MANILA, April 4, 2008— It would be close to impossible to get the government on their side when it comes to mining, Catholic bishops admitted.
But there’s no way they’re giving up the fight.
Before things get awful, Mindanao Catholic church officials urged their flock to strengthen their struggle to stop all mining operations in their region.
They called on the people’s support and understanding in the battle against large-scale mining and the blatant exploitation of tribal people.
“The church, business and other sectors should be more conscious of their respective social responsibility and together direct their activities towards the common good and the attainment of sustainable development,” they said.
The call is contained in a joint statement of over 200 Mindanao bishops and priests hitting the government’s promotion of “sustainable mining.”
The Church leaders said that as long people are one in their struggle, they can win the battle against mining.
In central Mindanao alone, mining exploration permit applications rose 33 times last year, which is attributed to global demand for iron, nickel and copper.
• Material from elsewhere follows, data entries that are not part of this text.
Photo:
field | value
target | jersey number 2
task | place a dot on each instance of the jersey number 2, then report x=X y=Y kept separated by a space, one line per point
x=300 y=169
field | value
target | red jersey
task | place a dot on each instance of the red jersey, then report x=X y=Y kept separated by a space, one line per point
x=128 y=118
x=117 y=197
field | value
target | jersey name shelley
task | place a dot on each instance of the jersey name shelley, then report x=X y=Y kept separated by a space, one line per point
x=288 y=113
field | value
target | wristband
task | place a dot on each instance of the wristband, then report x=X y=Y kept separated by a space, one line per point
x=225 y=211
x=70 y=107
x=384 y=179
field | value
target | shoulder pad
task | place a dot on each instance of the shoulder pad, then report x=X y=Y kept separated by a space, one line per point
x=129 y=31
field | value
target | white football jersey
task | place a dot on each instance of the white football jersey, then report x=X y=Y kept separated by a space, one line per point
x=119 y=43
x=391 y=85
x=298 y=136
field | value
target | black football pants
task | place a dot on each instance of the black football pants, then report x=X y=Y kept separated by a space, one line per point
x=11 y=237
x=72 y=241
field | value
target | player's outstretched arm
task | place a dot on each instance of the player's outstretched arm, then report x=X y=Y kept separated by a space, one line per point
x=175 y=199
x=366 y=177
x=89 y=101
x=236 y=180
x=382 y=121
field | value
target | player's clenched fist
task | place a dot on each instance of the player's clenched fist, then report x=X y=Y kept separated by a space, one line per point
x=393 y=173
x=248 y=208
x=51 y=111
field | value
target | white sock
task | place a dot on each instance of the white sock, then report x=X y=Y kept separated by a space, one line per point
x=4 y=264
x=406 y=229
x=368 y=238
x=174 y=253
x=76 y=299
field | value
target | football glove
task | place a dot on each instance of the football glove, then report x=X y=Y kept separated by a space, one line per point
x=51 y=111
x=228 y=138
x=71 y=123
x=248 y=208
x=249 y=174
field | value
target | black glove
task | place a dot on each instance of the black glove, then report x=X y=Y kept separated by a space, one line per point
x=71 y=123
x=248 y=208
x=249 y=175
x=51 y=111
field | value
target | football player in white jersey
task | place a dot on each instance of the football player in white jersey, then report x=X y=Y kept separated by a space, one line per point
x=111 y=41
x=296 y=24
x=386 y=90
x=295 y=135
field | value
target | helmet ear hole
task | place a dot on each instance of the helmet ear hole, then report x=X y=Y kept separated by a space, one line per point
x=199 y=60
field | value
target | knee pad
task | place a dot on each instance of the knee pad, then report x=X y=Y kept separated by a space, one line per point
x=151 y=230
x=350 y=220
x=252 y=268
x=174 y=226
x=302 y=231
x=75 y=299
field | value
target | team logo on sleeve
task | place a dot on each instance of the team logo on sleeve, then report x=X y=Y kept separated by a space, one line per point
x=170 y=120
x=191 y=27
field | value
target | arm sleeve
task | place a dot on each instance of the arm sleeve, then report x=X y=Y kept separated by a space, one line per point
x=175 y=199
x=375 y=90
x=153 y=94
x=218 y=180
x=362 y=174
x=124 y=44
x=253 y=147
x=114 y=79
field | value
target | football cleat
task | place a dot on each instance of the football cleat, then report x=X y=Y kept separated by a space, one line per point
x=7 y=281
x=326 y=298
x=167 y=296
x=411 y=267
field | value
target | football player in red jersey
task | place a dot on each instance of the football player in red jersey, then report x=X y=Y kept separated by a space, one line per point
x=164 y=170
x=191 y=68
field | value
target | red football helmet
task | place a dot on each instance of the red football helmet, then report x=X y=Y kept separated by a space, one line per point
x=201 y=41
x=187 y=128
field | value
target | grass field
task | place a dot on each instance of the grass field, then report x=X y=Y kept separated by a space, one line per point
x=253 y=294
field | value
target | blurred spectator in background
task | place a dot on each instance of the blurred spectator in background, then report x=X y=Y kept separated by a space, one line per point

Prior to the 33 applications filed last year, only one company applied for exploration permit in 2006 covering 8-hectares straddling the towns of Columbio in Sultan Kudarat and Kiblawan in Davao del Sur.
In 2005, only one firm applied for exploration permit, covering 16,536 hectares in the municipalities of Kiamba and Maitum in Sarangani and Lake Sebu in South Cotabato .
The Mines and Geosciences Bureau earlier said that $879 million in fresh capital had been fueling new mine projects since 2004.
The government anticipates another $9.5 billion to finance major operations between 2008 and 2010.
President Gloria Macapagal-Arroyo believes that mining industry could fetch billions of pesos that will help boost the country’s economy.
But the bishops and priests said they understand the government’s desire to reduce poverty, but they do not understand “why lives and properties have to be sacrificed in the process.”
“We do not subscribe to the Department of Environment and Natural Resources (DENR)’s reference to sustainable mining, and we believe that mining can never be sustainable,” the statement stressed.
The Church leaders urged the government to instead focus on agriculture as a source of livelihood, “which is less destructive and far more productive than mining that the government can resort to in its effort to alleviate poverty.”
The Philippines, they said, is basically an agricultural country with fertile lands and seas with abundant marine resources, yet in spite of all these, the country remains poor and the people deprived of food and other basic necessities.
They also asked the government to redirect its agenda to food security and develop an agricultural and aqua based economy instead of the highly extractive industry like mining.